I’m surprised that we’ve stopped at all, much less to feed me. He walks around to my side of the car and opens the door, likely just to make sure he stays by my side at all times rather than to be gentlemanly. He stands there waiting patiently for me to get out. Finally, I do, just after slipping my bare feet down into my flip-flops in the floorboard.

This place can’t be called a roadside diner; I think it would need a few more tables for that, but there is a place to sit and eat, off in a dark corner near a single black door. I have a microwaved chicken sandwich from the freezer; the American, nothing but black coffee. The two of us look out-of-place here. Both of us obviously with no Spanish genes, in a place that is clearly not a tourist town, him dressed in expensive black slacks and shoes, which were probably shiny at one time but are now covered in a fine layer of dirt. I know I must smell pretty bad. I don’t remember the last time I wore deodorant.

I scarf down half of the chicken sandwich and gulp the bottled water until it’s nearly empty. I learned a long time ago never to drink the water in these parts, that if it isn’t from an unopened bottle, it’ll probably make me sick.

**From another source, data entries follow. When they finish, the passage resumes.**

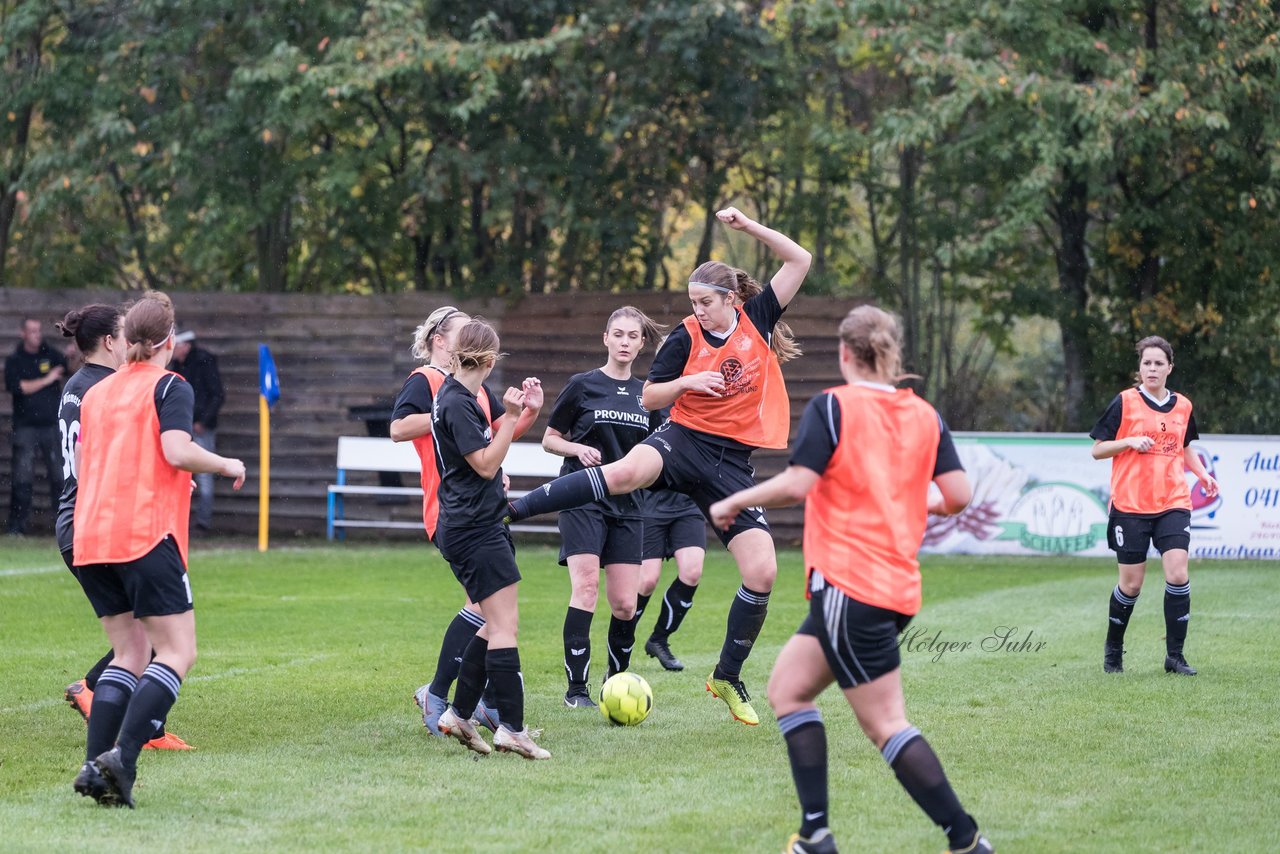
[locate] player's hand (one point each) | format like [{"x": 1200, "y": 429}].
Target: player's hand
[
  {"x": 734, "y": 218},
  {"x": 1141, "y": 443},
  {"x": 533, "y": 388},
  {"x": 1210, "y": 485},
  {"x": 513, "y": 401},
  {"x": 723, "y": 512},
  {"x": 705, "y": 383},
  {"x": 234, "y": 469}
]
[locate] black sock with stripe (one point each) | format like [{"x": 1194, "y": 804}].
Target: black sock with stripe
[
  {"x": 110, "y": 703},
  {"x": 460, "y": 633},
  {"x": 807, "y": 749},
  {"x": 920, "y": 773},
  {"x": 744, "y": 624}
]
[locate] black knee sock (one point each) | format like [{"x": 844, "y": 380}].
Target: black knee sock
[
  {"x": 471, "y": 677},
  {"x": 1178, "y": 613},
  {"x": 158, "y": 692},
  {"x": 95, "y": 672},
  {"x": 745, "y": 620},
  {"x": 920, "y": 773},
  {"x": 563, "y": 493},
  {"x": 807, "y": 748},
  {"x": 675, "y": 604},
  {"x": 577, "y": 645},
  {"x": 110, "y": 703},
  {"x": 461, "y": 630},
  {"x": 622, "y": 640},
  {"x": 508, "y": 686},
  {"x": 1118, "y": 616}
]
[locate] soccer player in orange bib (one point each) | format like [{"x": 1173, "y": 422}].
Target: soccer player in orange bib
[
  {"x": 411, "y": 421},
  {"x": 136, "y": 460},
  {"x": 1146, "y": 433},
  {"x": 720, "y": 374},
  {"x": 863, "y": 461}
]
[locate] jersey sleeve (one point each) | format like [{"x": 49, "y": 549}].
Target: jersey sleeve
[
  {"x": 670, "y": 361},
  {"x": 764, "y": 310},
  {"x": 415, "y": 397},
  {"x": 176, "y": 403},
  {"x": 1109, "y": 424},
  {"x": 818, "y": 433},
  {"x": 565, "y": 411},
  {"x": 949, "y": 459}
]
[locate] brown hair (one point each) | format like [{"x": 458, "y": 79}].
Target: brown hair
[
  {"x": 147, "y": 325},
  {"x": 650, "y": 330},
  {"x": 438, "y": 323},
  {"x": 90, "y": 325},
  {"x": 718, "y": 274},
  {"x": 874, "y": 338},
  {"x": 1159, "y": 343},
  {"x": 478, "y": 346}
]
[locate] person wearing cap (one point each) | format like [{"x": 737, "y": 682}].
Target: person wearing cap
[{"x": 200, "y": 369}]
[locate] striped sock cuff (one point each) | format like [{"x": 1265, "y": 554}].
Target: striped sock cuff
[
  {"x": 794, "y": 721},
  {"x": 164, "y": 676},
  {"x": 897, "y": 741},
  {"x": 752, "y": 597},
  {"x": 472, "y": 617},
  {"x": 120, "y": 676},
  {"x": 1121, "y": 598}
]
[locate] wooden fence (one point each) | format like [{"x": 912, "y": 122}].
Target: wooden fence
[{"x": 337, "y": 352}]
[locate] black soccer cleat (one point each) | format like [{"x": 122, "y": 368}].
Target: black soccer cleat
[
  {"x": 119, "y": 780},
  {"x": 1112, "y": 658},
  {"x": 661, "y": 649}
]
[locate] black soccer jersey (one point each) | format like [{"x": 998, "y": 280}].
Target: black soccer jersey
[
  {"x": 819, "y": 432},
  {"x": 460, "y": 428},
  {"x": 1107, "y": 425},
  {"x": 606, "y": 414}
]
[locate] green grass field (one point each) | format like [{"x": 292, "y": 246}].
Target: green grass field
[{"x": 307, "y": 736}]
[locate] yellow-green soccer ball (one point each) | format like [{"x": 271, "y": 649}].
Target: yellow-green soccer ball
[{"x": 625, "y": 699}]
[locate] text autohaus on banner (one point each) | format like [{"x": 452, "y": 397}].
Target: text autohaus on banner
[{"x": 1046, "y": 494}]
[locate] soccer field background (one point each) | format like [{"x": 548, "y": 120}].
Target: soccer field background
[{"x": 307, "y": 739}]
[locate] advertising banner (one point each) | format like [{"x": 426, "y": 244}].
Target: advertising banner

The American sips his coffee gradually, reading the contents of a local newspaper of sorts. If I didn’t know better, we could almost pass for an unconventional married couple having breakfast in any typical American town. Unconventional because I’m only twenty-three, and the American, he’s older than me. Middle to late thirties, maybe. If I didn’t know what he was and I just saw him sitting here one day, like he is now with both feet on the floor and his dress-shirt-covered elbows on the table, I’d find him attractive for an older man. He’s clean cut, though with stubble in a pattern along his face. He has sharp cheekbones and piercing blue-green eyes that seem to contain everything but reveal nothing. And he’s very tall, lean and frightening. I find it notable how he scares me more than Javier ever did, yet without having to say a word. At the same time, I feel like I’m better off with the American than I ever was with the likes of Javier.

At least, for now. That’ll change, I’m sure, when he tries to hand me back over to him.

But I’ll die before I let that happen.

“Are you ever going to tell me your name?” I ask.

He raises his eyes from the newspaper without moving his head.

I can sense immediately that he doesn’t care to tell me, to get that personal with his ‘hostage’, but finally he throws me a bone.

“Victor.”

I’m so stu

I sip my water.

“Where are you from?” I ask.

It’s worth a try.

“Why don’t you finish your food,” he suggests and peers back down into the paper.

“You know my name. You know where I’m from. Why don’t you humor me, Victor?” The bitterness in my tone wasn’t an accident.